The artistic director, Stacy-Lee Myrie, appears on edge but is put at ease by her amazing support group. She tells The Gleaner, "Many of the persons that are here backstage are parents, but some are friends and well-wishers that know what we do is from our heart and for charity, so they do give their resources and time to help, free of cost."
By the time part one of Decennium starts, some of the dancers are tired, having endured Friday night's dress rehearsal and Saturday's opening night, only to do it all over again. But they continue moving, using the seconds to stretch, otherwise practising the routine in their minds or talking among each other or to themselves.

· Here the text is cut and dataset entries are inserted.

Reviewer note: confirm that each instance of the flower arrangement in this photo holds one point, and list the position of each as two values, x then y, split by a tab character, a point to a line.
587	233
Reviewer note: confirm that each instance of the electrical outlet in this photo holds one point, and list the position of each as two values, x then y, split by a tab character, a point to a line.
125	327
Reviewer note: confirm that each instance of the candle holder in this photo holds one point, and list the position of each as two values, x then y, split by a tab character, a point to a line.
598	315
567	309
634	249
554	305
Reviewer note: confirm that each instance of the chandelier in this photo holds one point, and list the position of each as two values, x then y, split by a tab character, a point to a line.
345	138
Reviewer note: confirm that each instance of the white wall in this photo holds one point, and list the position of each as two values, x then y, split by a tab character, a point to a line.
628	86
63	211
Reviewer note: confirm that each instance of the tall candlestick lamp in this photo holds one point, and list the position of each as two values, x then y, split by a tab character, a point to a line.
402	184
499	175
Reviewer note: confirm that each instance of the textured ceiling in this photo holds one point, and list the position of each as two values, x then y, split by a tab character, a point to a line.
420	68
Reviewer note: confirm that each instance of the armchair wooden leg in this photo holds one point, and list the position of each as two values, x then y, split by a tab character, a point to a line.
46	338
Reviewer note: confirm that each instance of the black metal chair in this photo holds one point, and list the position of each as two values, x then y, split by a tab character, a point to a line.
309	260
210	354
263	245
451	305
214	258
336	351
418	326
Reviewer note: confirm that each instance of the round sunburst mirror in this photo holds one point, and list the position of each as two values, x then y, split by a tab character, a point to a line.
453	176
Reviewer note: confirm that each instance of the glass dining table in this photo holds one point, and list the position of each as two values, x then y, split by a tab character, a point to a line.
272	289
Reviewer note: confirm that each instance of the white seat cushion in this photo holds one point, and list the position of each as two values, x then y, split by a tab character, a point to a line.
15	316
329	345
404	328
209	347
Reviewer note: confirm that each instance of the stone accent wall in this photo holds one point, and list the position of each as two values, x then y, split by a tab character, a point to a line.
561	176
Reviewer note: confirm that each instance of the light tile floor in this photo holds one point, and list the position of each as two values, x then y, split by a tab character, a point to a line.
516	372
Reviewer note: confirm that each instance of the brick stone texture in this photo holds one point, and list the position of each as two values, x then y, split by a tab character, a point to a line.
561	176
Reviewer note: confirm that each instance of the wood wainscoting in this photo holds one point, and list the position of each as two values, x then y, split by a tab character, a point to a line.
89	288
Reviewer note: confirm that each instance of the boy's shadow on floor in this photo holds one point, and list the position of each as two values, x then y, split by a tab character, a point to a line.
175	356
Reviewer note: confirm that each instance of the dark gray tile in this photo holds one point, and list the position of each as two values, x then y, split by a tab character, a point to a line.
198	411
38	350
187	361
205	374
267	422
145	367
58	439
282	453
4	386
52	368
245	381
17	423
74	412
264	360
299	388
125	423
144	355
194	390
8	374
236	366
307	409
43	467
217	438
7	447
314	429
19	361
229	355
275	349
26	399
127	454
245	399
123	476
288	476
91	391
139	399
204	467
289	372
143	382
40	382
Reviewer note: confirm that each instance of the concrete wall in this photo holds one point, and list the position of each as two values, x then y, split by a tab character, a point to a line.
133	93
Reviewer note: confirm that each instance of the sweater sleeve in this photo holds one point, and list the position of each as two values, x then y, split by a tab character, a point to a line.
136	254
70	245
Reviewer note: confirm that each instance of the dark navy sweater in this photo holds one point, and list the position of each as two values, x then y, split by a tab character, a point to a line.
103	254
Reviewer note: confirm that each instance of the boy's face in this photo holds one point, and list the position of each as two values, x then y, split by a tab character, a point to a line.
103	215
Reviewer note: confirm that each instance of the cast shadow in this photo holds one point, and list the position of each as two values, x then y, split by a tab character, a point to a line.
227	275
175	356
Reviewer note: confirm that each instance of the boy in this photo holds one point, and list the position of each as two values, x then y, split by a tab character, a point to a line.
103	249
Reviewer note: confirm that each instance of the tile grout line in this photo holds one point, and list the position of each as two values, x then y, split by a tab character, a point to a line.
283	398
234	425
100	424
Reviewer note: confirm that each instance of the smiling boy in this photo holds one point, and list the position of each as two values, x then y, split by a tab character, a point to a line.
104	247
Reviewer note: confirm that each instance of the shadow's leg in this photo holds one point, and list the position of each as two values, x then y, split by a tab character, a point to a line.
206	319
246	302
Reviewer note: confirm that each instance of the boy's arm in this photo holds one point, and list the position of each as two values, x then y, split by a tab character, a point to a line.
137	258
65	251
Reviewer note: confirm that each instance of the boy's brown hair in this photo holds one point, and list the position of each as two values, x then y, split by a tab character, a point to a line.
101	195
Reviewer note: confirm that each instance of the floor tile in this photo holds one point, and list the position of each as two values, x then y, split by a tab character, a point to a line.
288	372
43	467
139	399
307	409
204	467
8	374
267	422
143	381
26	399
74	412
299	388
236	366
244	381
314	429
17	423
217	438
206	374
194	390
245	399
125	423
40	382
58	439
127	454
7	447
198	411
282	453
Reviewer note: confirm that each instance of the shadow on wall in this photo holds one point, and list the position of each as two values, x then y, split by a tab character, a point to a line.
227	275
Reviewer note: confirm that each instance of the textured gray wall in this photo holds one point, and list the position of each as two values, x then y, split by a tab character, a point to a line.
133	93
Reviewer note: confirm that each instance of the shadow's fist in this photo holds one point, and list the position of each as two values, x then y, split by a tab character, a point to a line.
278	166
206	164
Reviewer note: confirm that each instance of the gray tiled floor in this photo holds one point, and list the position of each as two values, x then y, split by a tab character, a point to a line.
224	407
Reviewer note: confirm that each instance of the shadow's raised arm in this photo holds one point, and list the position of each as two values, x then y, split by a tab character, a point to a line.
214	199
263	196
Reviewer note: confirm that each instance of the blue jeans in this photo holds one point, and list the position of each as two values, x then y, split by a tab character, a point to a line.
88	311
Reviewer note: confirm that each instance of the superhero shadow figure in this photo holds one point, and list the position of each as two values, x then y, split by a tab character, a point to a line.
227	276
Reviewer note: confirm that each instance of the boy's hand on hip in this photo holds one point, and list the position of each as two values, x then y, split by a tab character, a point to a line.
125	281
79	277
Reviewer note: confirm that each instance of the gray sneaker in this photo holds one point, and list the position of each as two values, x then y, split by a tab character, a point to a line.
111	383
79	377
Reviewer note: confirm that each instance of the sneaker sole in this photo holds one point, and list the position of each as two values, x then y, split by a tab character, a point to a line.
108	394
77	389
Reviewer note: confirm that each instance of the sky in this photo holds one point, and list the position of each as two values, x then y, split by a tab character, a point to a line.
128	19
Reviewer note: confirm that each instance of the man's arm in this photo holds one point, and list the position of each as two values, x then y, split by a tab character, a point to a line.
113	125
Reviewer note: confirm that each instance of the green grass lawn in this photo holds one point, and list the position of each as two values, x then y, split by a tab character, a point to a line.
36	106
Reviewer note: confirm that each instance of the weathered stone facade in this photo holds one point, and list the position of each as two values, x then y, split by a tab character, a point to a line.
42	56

In the prologue alone, the production features 78 performers in bright 'Colours of Praise', as act one is titled. The Arlene Richards-designed costumes, put together with the talent of seamstress Maxine Harrison, were made to perfection.
The groups talented dancers transitioned from a test of pace to stamina, as well as artistry and technique. In act two, 'Restore My Soul', a collection of four choreographed pieces featured the girls performing arabesque extensions without a partner, and equally as many lifts.
"A lot of the girls have been dancing with me from the age of five and are now in their 20s, while a few are only now just starting at that age, and, of course, we have the babies (pre-juniors and juniors), so you find that the level of experience, emotion displayed on stage and technicality are quite mixed," Myrie explained.
She continued, "I go through the emotions with them. Sometimes I will watch from front of stage, especially if I am worried about a particular piece. I am always concerned how I can get the dancers to improve for the next night or for shows in future."
The production also included various short skits, where the message of the spoken word matched the movements. This version is one that Myrie created to represent the 10 years of From the Arts with Love. "A reflection on service, looking back to what we have done, using talent and time to reach out to others in a way that matters - to give healing," she explained.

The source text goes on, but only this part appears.